Paula accedió y se acercó al centro de la pista. Alison arrojó las flores que, como por arte de magia, acabaron cayendo en sus manos. Paula saltó, a su alrededor se hizo un círculo y, entonces, con la mano en alto, se lo enseñó a Alex, que empezó a silbar para vitorearla. Chad, Jeffrey y Edward también se sumaron a los vítores; Amanda aplaudía enloquecida y daba saltitos en su lugar y Lorraine no paraba de reírse. La mesa de los Masslow era una algarabía celebrando la suerte de Paula.

Después de hacerse una fotografía con Alison, regresó a su sitio, donde su hombre la besó y la abrazó con dulzura.

—No cabe duda de que serás la próxima novia y la más hermosa —afirmó éste con una caricia.

—Bueno, bueno, conténgase, jovencitos —bromeó Ofelia mientras ellos se besaban.

—No te pongas celosa, vos siempre tendrás un lugar en mi corazón.

—Callate, mocoso, no reveles nuestros secretos.

Todos soltaron una carcajada. Alex dejó a Paula, se acercó a el ama de llaves y le dio un sonoro beso en la mejilla.

—Me parece, Ofelia, que usted está muy lanzada con mi nieto y recibe más besos que yo, que soy su abuela.

—Para vos también hay, abuela, no te pongas celosa.

Joseph y Bárbara no estaban ya en la mesa, ya que habían ido a despedirse de Jeffrey y Alison, que estaban a punto de irse. En ese instante, el maestro de ceremonias invitó a todos a levantarse para hacer un corro alrededor de los novios y decirles adiós. Alex cogió a Paula de la mano y se acercaron para escoltarlos, también Lorraine, Edward, Amanda y Chad.

Entre aplausos, pétalos de flores y silbidos, los novios partieron para disfrutar de su noche de bodas y de la posterior luna de miel.

—Mi amor, parecían tan felices... ¡la fiesta ha sido hermosa!

—Sí, realmente mi hermano estaba muy feliz, nunca había visto a Jeffrey tan alegre como hoy —convino Alex, que la mantenía aferrada por la parte baja de la cintura, mientras con su mano plana acariciaba la zona desnuda de su piel, en el escote de la espalda—. Volvamos a la mesa —sugirió.

A unos metros de ellos, Rachel los observaba maliciosa; odiaba verlos tan juntos. No podía dejar de luchar por Alex, aborrecía la cercanía que demostraban y consideraba que Paula sólo estaba a su lado por interés. Le causaba un enorme dolor ver que él, siempre que podía, se deshacía en halagos y caricias con la chica. «Zorra trepadora, no vas a salirte con la tuya. Alex es mío, no permitiré que me lo quites», pensó y montó en cólera. Ofuscada, dio media vuelta para dirigirse al baño, no soportaba verlos tan acaramelados.
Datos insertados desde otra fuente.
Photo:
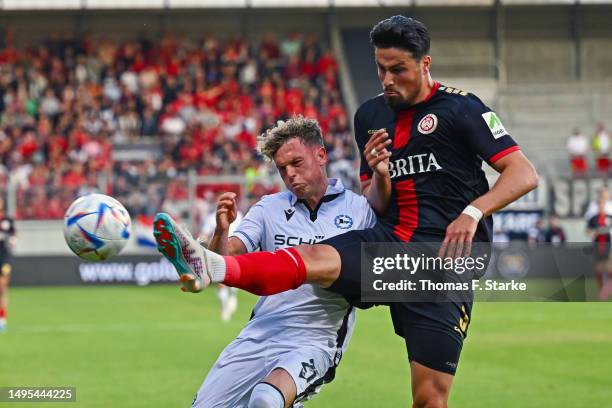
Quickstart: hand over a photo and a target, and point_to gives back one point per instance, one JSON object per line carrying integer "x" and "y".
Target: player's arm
{"x": 517, "y": 177}
{"x": 374, "y": 174}
{"x": 485, "y": 134}
{"x": 227, "y": 211}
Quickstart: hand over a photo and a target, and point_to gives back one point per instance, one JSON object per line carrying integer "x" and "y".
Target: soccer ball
{"x": 96, "y": 227}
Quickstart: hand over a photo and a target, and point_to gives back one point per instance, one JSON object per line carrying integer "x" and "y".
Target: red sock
{"x": 266, "y": 273}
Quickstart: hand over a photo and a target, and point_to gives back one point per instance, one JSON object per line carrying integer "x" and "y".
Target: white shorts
{"x": 244, "y": 363}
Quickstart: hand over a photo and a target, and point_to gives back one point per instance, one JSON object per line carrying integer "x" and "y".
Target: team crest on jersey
{"x": 343, "y": 221}
{"x": 428, "y": 124}
{"x": 289, "y": 213}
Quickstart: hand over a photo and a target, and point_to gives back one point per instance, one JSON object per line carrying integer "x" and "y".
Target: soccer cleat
{"x": 183, "y": 252}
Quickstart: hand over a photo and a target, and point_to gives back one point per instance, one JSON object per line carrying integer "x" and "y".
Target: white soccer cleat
{"x": 185, "y": 253}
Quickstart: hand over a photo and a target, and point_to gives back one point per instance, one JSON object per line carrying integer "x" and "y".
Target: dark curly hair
{"x": 401, "y": 32}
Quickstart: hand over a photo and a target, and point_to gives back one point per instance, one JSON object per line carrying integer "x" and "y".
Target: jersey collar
{"x": 334, "y": 187}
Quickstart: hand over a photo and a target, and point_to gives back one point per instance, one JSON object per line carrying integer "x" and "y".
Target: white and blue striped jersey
{"x": 309, "y": 314}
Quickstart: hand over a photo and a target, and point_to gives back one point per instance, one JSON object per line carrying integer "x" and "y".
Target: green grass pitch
{"x": 151, "y": 347}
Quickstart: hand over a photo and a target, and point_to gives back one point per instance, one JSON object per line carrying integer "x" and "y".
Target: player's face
{"x": 401, "y": 76}
{"x": 301, "y": 167}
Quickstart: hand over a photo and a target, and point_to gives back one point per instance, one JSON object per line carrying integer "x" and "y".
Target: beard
{"x": 400, "y": 101}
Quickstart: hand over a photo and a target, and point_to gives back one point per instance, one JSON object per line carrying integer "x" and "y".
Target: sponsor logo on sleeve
{"x": 494, "y": 123}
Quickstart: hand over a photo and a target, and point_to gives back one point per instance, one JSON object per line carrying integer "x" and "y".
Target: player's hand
{"x": 376, "y": 152}
{"x": 459, "y": 235}
{"x": 227, "y": 210}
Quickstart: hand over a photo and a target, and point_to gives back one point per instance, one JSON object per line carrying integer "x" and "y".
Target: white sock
{"x": 265, "y": 395}
{"x": 216, "y": 266}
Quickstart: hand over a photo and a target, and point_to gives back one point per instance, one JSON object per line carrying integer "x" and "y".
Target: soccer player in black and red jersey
{"x": 422, "y": 145}
{"x": 599, "y": 227}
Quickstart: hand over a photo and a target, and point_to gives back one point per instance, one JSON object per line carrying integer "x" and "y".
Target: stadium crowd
{"x": 66, "y": 104}
{"x": 579, "y": 148}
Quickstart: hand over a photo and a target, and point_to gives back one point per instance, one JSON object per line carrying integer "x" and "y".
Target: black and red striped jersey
{"x": 437, "y": 148}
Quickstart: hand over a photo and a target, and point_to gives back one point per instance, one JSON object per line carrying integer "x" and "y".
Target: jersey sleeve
{"x": 362, "y": 137}
{"x": 251, "y": 229}
{"x": 485, "y": 132}
{"x": 368, "y": 217}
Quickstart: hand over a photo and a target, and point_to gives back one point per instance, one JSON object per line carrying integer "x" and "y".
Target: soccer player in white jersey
{"x": 294, "y": 340}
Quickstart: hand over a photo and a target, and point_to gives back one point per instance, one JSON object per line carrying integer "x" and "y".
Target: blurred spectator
{"x": 537, "y": 234}
{"x": 578, "y": 148}
{"x": 554, "y": 233}
{"x": 602, "y": 196}
{"x": 200, "y": 104}
{"x": 601, "y": 148}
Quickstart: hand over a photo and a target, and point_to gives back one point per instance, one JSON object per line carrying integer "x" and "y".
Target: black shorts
{"x": 434, "y": 331}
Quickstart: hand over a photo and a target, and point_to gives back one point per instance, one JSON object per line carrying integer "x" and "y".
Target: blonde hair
{"x": 307, "y": 130}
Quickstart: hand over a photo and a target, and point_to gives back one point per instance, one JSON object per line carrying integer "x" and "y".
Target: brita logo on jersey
{"x": 419, "y": 163}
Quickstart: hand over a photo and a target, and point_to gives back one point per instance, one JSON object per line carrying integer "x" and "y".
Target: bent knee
{"x": 431, "y": 394}
{"x": 265, "y": 395}
{"x": 322, "y": 263}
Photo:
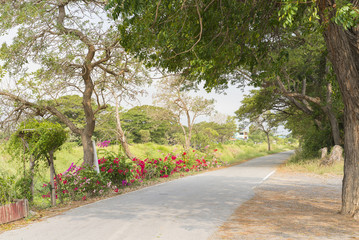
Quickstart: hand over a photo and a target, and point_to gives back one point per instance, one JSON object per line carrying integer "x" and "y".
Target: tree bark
{"x": 52, "y": 178}
{"x": 344, "y": 54}
{"x": 87, "y": 148}
{"x": 268, "y": 140}
{"x": 121, "y": 134}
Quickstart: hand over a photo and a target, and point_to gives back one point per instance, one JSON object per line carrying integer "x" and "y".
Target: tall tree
{"x": 172, "y": 97}
{"x": 212, "y": 39}
{"x": 61, "y": 47}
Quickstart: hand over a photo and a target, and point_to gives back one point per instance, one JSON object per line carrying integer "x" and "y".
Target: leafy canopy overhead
{"x": 205, "y": 40}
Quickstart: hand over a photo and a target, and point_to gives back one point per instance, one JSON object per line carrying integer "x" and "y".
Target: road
{"x": 188, "y": 208}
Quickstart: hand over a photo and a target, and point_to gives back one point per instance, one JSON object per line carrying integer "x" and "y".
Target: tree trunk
{"x": 121, "y": 134}
{"x": 32, "y": 174}
{"x": 89, "y": 128}
{"x": 268, "y": 141}
{"x": 334, "y": 127}
{"x": 344, "y": 55}
{"x": 87, "y": 147}
{"x": 52, "y": 178}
En la soledad del váter, se echó a llorar desconsolada, pero muy pronto pasó de la pena a la ira. Al abrigar ese sentimiento se recompuso y regresó al salón.

Desde su mesa, el enfado fue in crescendo, los observaba a distancia sin poder apartar sus ojos de ellos; así había sido durante toda la noche. Cada sonrisa, cada atención de Alex para con Paula la cegaba más; la rabia la consumía y estaba dispuesta a hacer lo que fuera para no seguir sintiéndose así.

—Voy al baño, mi amor —le dijo Paula a Alex.

—Te acompaño.

—No es necesario, Alex, además —le susurró al oído para hablarle—, Ojitos, sos un peligro adorable en el baño de mujeres. —Ambos sonrieron recordando lo ocurrido en Lupa.

—Cuando quieras, repetimos —él se lo dijo en voz alta con una expresión pícara, mientras le guiñaba un ojo, y Paula se ruborizó, aunque nadie podía entender el porqué. Sus mejillas se encendieron, así que, sin más dilación, agitó su cabeza y se encaminó hacia el tocador.

Cuando salió del baño, se colocó frente al espejo para retocar su maquillaje. De pronto, vio a Rachel tras ella. De inmediato, pensó que ignorarla era lo mejor.

—Miserable, te has vestido como una golfa —la insultó Rachel.

Paula cerró los ojos e intentó eliminarla de sus pensamientos. No pensaba entrar en su juego. Toda la familia de Alex estaba allí y no iba a quedar como una vulgar por culpa de esa zorra.

—Lo siento, Rachel. Mal que te pese, Alex no opina lo mismo, a él le encanta mi vestido y, ¿sabes qué?, no ve la hora de que estemos solos para poder quitármelo. —Se rió de forma socarrona—. ¿Qué pasa? ¿Estás ofuscada porque no te ha prestado atención durante toda la noche? ¡Cuánto lo siento! —exclamó e hizo un mohín—. Creo que es hora de que empieces a darte cuenta de que no existes para él.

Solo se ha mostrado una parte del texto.